«Bei Islam nicht zuerst an Terror denken»

Angela Mueller, 30. März 2017, 09:23 Uhr
Nur etwa 300 Meter liegen die Katholische Kirche St.Otmar und die Paradiesmoschee in St.Gallen voneinander entfernt. Imam Feim Dragusha und Pfarrer Hanspeter Wagner pflegen eine gute Nachbarschaft, diesen Samstag öffnen sie gemeinsam die Türen ihrer Gotteshäuser.

«Muslime kämpfen gegen viele Vorurteile in unserer Gesellschaft. Seit dem 11. September denken wir, wenn wir Islam hören, zuerst an Terror», sagt der katholische Pfarrer Hanspeter Wagner.

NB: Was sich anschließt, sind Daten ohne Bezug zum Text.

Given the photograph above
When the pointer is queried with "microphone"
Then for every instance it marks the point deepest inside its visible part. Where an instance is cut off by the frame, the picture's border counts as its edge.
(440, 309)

Doch an der Paradiesstrasse ist es ein wenig anders -  die beiden Gotteshäuser haben viele Berührungspunkte: Zum Beispiel kommen auch muslimische Jugendliche in den Jugendtreff der Kirche.

Menschen guten Willens

Und beide Häuser sind international ausgerichtet. «Wir leben hier in einem multikulturellen Quartier und feieren in unserer Kirche englischsprachige, vietnamesische, eritreische und tamillische Gottesdienste», sagt Wagner. Wir wollen als Menschen guten Willens gemeinsam einen Weg in die Zukunft suchen.» Auch Imam Feim Dragusha predigt in verschiedenen Sprachen.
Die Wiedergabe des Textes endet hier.